Commentaire • 0
Sur la décision
| Référence : | TJ Compiègne, ch. 1 sect. 1, 2 sept. 2025, n° 25/00348 |
|---|---|
| Numéro(s) : | 25/00348 |
| Importance : | Inédit |
| Dispositif : | Fait droit à une partie des demandes du ou des demandeurs sans accorder de délais d'exécution au défendeur |
| Date de dernière mise à jour : | 5 novembre 2025 |
| Lire la décision sur le site de la juridiction |
Texte intégral
RÉPUBLIQUE FRANÇAISE
AU NOM DU PEUPLE FRANÇAIS
TRIBUNAL JUDICIAIRE DE COMPIÈGNE
MINUTE N° : 095 /2025
N° RG 25/00348 – N° Portalis DBZV-W-B7J-CPTN
CONTENTIEUX – Chambre 1 Section 1
JUGEMENT DU 02 Septembre 2025
Entre :
Madame [I] [G] épouse [D]
née le [Date naissance 4] 1967 à [Localité 11] (OISE)
[Adresse 8]
[Localité 7]
Rep/assistant : Maître Isabelle DE SAINT ANDRIEU, avocat au barreau de COMPIEGNE
Et :
Madame [C] [Y]
née le [Date naissance 2] 1987 à [Localité 10] (OISE)
[Adresse 5]
[Localité 3]
Non constituée
CPAM DE L’OISE
[Adresse 1]
[Localité 6]
Non constituée
Expédition et Formule exécutoire le :
à Me Isabelle DE SAINT ANDRIEU
COMPOSITION DU TRIBUNAL :
Madame Hélène JOURDAIN, magistrat chargé du rapport
Magistrats ayant délibéré :
Président : Madame Hélène JOURDAIN
Assesseurs : Madame Marine RAVEL et Monsieur Patrick ROSSI
Magistrat rédacteur : Madame Hélène JOURDAIN
Greffier : Madame Angélique LALOYER
DEBATS :
A l’audience du 03 Juin 2025, tenue publiquement devant Madame JOURDAIN, magistrat chargé du rapport, qui, sans opposition des avocats, a tenu seule l’audience et, après avoir entendu les conseils des parties, en a rendu compte au Tribunal, conformément aux dispositions de l’article 805 du code de procédure civile ;
Avis a été donné que l’affaire était mise en délibéré au 02 Septembre 2025 ;
N° RG 25/00348 – N° Portalis DBZV-W-B7J-CPTN – jugement du 02 Septembre 2025
JUGEMENT :
Mis à disposition au greffe, les parties ayant été préalablement avisées dans les conditions prévues à l’article 450 alinéa 2 du code de procédure civile ;
********
EXPOSE DES FAITS ET DE LA PROCEDURE :
Le 28 juin 2020, alors qu’elle promenait son chien dans son quartier à [Localité 12], Madame [I] [D] a été mordue par le chien de Madame [C] [Y] que promenait sa fille mineure, alors que ce dernier était non muselé ni tenu en laisse.

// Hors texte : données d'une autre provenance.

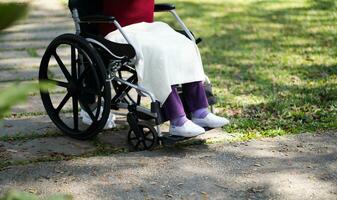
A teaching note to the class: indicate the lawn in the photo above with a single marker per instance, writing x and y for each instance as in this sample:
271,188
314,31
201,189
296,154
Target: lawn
273,63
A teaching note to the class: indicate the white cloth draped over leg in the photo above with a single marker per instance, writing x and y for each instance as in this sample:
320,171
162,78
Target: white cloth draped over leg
164,57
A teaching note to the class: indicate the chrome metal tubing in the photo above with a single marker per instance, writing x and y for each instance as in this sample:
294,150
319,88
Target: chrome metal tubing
182,24
77,21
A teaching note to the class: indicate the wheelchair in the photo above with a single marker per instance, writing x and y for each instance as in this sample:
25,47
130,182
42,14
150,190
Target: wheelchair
95,71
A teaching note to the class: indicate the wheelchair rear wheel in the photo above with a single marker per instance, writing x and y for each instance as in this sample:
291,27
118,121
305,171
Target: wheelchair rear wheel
78,72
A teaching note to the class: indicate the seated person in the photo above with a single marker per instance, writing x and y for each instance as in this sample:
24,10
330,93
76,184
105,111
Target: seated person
165,58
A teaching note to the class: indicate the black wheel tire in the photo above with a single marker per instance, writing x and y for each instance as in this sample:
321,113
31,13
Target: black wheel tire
75,86
149,141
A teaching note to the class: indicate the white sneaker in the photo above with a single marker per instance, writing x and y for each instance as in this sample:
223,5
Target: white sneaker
211,121
189,129
87,120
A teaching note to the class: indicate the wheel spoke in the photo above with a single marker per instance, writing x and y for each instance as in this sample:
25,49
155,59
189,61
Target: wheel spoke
148,139
82,76
88,110
63,102
59,83
133,138
144,144
137,145
75,112
73,63
98,109
62,66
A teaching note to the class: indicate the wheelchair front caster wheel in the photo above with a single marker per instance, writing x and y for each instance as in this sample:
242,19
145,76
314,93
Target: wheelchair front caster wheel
145,139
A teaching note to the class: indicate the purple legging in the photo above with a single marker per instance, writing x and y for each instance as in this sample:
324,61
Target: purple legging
194,96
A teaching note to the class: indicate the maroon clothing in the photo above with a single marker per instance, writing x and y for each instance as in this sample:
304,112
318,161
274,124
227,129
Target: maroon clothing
127,12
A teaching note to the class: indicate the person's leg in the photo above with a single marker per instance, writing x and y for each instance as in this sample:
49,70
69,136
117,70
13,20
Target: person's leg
196,100
179,124
173,108
195,97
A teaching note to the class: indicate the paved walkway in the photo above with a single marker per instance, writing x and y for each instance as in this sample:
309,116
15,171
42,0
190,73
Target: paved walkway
36,157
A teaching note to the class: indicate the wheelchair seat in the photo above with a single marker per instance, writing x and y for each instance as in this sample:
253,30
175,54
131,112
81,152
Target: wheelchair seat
118,49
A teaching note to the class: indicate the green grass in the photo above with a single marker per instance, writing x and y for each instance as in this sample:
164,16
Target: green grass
273,63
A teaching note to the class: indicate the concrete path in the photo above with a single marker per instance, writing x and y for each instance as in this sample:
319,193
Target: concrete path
36,157
294,167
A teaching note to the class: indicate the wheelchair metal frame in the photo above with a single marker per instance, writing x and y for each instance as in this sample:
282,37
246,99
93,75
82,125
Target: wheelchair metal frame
112,77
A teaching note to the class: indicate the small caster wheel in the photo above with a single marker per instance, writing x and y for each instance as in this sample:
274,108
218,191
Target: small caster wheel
146,139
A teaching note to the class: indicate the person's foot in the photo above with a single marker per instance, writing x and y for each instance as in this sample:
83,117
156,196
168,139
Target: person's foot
211,121
188,129
87,120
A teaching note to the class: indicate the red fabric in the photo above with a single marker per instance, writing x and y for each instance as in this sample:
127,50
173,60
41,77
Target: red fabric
127,12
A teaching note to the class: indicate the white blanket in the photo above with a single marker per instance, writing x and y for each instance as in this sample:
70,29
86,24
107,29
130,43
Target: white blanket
164,57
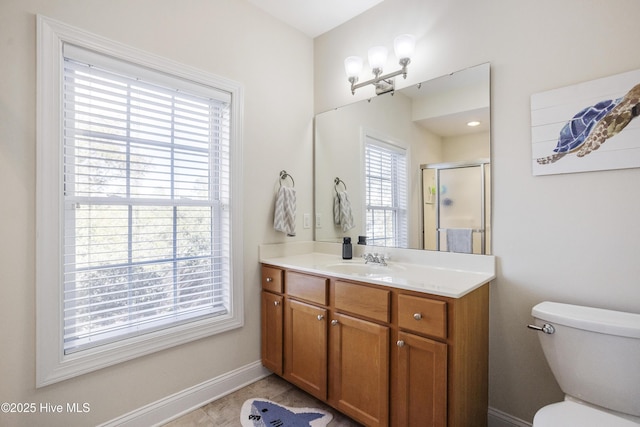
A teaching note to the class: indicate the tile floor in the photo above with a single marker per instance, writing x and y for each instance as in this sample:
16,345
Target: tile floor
226,411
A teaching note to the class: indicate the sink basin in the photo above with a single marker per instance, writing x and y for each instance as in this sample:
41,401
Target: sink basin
362,269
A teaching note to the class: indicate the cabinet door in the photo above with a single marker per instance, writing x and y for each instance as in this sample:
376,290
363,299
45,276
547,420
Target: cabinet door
305,346
359,369
272,317
422,381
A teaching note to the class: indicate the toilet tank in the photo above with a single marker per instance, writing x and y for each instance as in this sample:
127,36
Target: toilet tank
593,353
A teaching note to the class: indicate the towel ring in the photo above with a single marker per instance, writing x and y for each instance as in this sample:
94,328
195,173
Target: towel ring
284,175
338,181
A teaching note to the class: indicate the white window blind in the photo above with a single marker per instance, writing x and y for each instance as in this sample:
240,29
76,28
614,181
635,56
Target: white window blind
146,200
386,193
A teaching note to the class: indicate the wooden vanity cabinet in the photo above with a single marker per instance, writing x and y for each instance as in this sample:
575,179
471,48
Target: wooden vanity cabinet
359,339
272,316
383,356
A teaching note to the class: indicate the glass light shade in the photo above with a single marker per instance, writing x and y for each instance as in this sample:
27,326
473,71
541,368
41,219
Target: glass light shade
404,45
377,57
353,66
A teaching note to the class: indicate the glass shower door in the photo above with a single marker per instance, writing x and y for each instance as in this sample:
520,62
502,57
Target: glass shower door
454,199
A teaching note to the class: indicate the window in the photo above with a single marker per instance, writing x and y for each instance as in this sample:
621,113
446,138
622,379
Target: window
139,158
386,193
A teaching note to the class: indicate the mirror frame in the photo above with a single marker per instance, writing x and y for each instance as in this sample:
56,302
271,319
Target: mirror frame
430,87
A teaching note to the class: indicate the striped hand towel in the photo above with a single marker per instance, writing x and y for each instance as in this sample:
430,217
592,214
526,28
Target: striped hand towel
342,214
460,240
284,218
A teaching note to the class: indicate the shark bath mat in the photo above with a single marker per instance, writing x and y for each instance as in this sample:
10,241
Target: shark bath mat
264,413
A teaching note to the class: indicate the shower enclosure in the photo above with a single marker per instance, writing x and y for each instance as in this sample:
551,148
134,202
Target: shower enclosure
454,197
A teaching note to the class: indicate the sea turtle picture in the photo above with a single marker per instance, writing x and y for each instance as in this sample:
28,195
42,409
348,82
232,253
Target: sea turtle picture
593,125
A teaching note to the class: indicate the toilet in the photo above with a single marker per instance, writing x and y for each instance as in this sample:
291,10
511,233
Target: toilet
594,355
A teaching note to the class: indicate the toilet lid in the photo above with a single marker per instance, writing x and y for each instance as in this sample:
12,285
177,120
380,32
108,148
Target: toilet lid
572,414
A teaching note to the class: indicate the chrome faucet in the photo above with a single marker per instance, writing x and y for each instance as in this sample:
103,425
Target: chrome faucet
375,258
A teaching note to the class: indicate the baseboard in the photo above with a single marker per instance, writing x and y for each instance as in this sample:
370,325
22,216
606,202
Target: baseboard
502,419
171,407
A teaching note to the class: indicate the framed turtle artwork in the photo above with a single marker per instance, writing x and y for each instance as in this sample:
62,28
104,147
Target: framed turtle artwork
585,127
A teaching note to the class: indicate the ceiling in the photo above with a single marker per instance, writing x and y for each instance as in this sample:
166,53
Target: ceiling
314,17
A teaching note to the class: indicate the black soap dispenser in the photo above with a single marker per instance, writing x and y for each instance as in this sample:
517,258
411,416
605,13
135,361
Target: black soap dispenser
347,249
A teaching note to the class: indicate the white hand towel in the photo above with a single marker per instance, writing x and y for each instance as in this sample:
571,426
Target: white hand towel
345,213
284,217
460,240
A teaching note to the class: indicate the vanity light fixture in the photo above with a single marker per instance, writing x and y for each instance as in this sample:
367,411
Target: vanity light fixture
403,46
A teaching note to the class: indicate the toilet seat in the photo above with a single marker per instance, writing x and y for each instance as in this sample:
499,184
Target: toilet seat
572,414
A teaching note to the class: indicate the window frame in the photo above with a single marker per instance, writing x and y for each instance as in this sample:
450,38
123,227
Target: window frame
52,365
401,223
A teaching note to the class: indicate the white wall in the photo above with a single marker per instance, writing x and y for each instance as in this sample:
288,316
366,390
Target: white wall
229,38
570,238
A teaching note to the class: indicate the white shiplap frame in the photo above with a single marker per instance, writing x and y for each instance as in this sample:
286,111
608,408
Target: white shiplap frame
52,365
552,109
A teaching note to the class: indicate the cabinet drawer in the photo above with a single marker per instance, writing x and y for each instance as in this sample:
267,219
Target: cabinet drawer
272,279
422,315
306,287
362,300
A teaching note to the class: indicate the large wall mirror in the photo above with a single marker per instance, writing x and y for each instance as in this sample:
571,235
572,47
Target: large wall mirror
410,168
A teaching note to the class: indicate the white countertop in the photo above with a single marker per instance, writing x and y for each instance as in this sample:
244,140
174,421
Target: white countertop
421,277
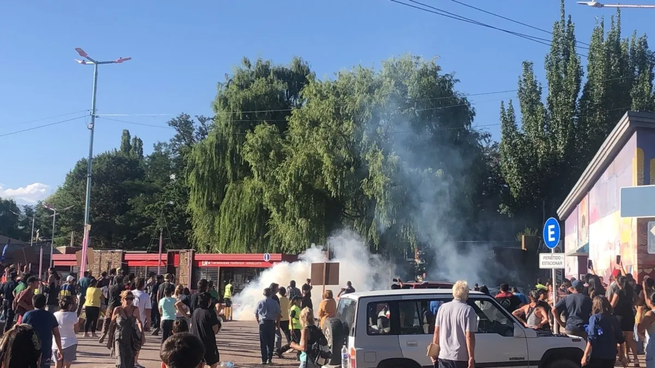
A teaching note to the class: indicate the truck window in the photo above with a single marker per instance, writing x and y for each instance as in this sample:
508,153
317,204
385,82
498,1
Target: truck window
378,317
346,314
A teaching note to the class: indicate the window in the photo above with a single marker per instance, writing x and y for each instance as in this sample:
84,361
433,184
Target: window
378,316
491,318
346,312
412,321
207,273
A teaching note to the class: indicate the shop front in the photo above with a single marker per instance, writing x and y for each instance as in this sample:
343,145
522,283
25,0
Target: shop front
218,268
241,269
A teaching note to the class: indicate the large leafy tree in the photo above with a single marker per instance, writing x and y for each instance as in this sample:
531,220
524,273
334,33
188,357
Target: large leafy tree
544,154
10,220
389,153
228,213
118,180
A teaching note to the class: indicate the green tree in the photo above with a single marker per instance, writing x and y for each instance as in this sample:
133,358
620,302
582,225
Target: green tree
126,143
227,210
543,156
10,220
380,152
118,182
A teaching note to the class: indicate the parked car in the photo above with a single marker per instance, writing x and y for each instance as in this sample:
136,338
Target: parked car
393,328
423,284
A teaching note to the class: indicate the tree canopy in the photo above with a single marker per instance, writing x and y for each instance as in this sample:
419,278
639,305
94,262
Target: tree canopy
391,152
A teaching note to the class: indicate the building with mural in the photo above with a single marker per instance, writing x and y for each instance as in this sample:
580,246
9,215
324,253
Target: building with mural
593,227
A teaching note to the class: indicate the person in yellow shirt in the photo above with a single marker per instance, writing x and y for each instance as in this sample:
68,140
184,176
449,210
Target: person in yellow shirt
327,308
227,297
92,307
284,320
293,321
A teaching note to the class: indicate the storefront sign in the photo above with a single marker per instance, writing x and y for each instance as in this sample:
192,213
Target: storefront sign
233,264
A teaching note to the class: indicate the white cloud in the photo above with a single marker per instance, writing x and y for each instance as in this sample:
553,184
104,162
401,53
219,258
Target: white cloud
29,194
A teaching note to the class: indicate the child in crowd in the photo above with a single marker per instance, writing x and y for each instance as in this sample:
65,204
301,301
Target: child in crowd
180,326
182,350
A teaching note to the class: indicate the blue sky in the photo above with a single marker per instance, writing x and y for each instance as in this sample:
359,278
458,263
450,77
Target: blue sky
181,49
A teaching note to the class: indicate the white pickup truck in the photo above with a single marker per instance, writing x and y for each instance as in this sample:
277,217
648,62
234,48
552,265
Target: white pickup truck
393,328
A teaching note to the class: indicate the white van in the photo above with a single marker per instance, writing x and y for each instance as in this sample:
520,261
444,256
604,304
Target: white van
393,328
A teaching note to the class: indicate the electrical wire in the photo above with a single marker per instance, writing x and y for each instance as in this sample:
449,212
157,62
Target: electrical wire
41,126
52,117
104,116
437,11
510,19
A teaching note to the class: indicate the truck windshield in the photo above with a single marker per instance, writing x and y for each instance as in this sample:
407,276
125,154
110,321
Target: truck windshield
346,314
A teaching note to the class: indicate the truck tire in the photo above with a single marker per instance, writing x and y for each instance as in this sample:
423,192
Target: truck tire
563,363
334,334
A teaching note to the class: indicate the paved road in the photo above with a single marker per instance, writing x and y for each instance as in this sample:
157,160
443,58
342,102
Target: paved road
238,342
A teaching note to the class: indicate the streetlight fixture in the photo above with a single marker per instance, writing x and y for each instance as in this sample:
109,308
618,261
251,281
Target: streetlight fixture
52,241
33,218
87,60
596,4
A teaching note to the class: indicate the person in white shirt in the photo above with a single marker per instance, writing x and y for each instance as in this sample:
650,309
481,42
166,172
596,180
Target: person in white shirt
67,319
454,332
142,301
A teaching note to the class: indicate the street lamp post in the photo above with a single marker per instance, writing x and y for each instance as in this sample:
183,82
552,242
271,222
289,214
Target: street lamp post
33,218
596,4
90,61
52,241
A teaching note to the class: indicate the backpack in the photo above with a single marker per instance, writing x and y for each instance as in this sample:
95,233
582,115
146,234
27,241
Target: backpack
319,350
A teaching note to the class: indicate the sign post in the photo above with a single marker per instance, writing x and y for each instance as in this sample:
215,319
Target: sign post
551,234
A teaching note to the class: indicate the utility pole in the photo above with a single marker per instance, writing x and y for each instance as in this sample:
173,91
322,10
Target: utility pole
161,245
596,4
90,61
52,241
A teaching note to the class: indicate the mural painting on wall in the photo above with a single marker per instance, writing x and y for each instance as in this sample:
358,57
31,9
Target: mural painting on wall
610,235
583,226
645,174
571,244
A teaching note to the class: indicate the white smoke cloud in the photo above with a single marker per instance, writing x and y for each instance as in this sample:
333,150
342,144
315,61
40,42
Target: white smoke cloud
365,270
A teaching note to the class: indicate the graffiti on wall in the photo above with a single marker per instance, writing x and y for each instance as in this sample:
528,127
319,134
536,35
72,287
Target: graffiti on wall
645,174
571,244
611,235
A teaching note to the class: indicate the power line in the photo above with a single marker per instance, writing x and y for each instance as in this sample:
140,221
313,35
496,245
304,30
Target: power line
291,109
41,126
51,117
510,19
451,15
141,124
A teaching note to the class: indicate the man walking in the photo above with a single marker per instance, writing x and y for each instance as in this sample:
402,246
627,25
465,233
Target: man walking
227,298
7,291
293,290
114,300
83,284
155,283
45,325
167,284
453,342
576,307
268,318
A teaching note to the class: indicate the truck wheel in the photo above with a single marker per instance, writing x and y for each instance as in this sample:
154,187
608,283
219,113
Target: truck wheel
563,363
333,331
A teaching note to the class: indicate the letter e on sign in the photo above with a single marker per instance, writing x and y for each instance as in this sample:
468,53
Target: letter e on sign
551,233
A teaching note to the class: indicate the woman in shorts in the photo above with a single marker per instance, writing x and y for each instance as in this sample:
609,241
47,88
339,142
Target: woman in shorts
67,319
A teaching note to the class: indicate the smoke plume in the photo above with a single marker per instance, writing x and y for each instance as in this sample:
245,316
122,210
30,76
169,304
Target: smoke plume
366,272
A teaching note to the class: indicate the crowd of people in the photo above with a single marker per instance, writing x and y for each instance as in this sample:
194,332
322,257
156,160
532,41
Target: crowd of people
616,319
289,311
42,318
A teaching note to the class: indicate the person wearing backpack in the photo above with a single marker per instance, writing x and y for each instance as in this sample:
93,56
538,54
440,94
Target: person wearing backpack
313,344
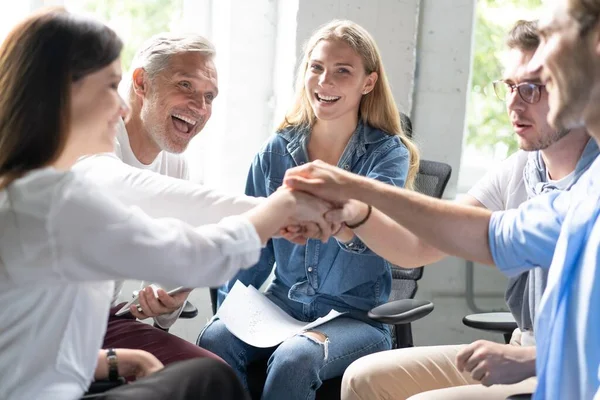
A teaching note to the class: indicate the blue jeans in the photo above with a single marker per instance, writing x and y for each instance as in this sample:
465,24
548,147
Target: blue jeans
298,366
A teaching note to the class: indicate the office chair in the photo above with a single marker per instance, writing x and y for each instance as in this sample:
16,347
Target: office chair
399,312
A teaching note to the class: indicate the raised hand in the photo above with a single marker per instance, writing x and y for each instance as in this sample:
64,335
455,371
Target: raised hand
322,180
309,213
350,212
152,305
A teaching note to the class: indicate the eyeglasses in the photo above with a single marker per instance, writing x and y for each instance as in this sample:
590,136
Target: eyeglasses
529,92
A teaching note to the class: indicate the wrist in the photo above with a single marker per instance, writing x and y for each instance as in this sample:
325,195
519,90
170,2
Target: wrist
112,360
360,222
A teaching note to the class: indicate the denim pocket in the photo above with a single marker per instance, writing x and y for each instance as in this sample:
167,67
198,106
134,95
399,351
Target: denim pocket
273,184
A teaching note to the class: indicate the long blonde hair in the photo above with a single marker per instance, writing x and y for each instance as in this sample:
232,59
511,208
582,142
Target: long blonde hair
377,108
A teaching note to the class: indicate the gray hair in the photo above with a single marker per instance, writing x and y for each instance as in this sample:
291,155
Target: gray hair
155,54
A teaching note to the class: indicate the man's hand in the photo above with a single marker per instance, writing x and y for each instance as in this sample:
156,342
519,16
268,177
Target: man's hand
131,362
493,363
322,180
162,303
309,213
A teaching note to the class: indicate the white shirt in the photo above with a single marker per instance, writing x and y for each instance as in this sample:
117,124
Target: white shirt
165,163
62,243
158,196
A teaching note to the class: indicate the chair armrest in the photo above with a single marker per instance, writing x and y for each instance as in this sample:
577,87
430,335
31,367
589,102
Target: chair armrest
501,322
401,311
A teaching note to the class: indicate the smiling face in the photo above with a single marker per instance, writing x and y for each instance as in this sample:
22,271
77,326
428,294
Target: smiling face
177,102
96,109
566,61
335,80
529,121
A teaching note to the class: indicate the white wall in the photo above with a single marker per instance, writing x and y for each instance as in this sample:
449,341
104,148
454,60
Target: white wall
426,48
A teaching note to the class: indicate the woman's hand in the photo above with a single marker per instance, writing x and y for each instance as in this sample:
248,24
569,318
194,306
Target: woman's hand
152,305
322,180
131,362
309,213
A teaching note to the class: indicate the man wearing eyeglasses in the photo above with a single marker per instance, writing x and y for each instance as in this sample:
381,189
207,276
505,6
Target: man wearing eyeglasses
549,160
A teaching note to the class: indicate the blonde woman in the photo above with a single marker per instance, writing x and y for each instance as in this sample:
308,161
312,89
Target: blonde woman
344,114
64,241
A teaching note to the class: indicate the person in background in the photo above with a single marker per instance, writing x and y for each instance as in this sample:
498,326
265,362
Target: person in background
557,229
345,114
549,159
63,241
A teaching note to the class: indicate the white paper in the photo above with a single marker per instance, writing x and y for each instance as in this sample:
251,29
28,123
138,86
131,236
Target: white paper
256,320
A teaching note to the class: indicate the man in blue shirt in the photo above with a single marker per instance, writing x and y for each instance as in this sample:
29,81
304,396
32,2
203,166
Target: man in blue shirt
558,229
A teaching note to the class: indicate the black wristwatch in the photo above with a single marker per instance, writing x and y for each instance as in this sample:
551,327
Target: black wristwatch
113,365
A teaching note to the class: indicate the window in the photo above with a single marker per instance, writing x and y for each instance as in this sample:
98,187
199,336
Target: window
255,42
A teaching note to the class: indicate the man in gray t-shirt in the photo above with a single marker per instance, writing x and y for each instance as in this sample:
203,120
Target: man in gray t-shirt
548,160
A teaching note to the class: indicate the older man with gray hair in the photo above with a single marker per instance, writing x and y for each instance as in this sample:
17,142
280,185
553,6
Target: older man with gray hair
170,89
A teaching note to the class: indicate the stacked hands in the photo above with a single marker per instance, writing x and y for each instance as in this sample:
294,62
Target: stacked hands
323,208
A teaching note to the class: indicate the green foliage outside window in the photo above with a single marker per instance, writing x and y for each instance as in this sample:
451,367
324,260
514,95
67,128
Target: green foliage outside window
487,120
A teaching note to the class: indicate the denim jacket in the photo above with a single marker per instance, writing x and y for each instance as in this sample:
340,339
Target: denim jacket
345,276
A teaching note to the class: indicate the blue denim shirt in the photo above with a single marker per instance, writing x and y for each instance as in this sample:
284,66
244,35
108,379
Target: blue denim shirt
559,231
345,276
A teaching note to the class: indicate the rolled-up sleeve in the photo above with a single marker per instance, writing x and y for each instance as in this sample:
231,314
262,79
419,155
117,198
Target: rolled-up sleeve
524,238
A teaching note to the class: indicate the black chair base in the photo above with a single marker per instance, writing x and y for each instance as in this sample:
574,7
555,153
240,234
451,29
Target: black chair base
522,396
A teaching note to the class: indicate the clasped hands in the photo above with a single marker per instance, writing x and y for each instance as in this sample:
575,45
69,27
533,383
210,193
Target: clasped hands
323,205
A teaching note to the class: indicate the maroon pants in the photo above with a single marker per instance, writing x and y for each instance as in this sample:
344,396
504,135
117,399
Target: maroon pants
127,332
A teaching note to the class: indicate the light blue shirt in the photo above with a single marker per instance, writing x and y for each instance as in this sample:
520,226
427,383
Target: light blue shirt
560,229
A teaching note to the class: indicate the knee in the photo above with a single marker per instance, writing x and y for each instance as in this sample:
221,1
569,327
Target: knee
357,380
212,334
298,355
213,376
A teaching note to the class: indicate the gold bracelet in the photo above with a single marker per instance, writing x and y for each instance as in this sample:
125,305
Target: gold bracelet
359,223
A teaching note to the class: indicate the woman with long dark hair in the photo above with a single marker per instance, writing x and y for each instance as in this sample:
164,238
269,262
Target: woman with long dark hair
63,241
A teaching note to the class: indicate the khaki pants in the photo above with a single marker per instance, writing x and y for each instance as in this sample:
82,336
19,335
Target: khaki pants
426,373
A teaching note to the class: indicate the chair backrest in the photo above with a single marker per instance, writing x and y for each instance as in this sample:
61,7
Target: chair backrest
431,180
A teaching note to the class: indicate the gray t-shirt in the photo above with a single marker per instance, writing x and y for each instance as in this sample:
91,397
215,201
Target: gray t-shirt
501,189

L’accident lui a notamment causé des blessures à la main droite et à la poitrine, Madame [I] [D] ayant chuté après avoir été mordue.
Aux termes d’un certificat du 2 juillet 2020 des UMJ de [Localité 9], l’ITT a été fixée à 15 jours à compter de l’accident.
Madame [I] [D] a déposé plainte pour ces faits le 2 juillet 2020 au commissariat de [Localité 9]. Aux termes d’un procès-verbal de composition pénale du 28 septembre 2020, Madame [C] [Y] s’est engagée à réparer le préjudice occasionné à la victime en procédant aux déclarations nécessaires auprès des assurances.
Par lettre du 21 février 2022, la MAIF, assureur de Madame [C] [Y], a informé Madame [I] [D] de ce qu’elle déniait sa prise en charge s’agissant de ce sinistre.
Par ordonnance du juge des référés du tribunal du 16 mai 2024, une expertise médicale a été ordonnée et confiée au Docteur [N] [T].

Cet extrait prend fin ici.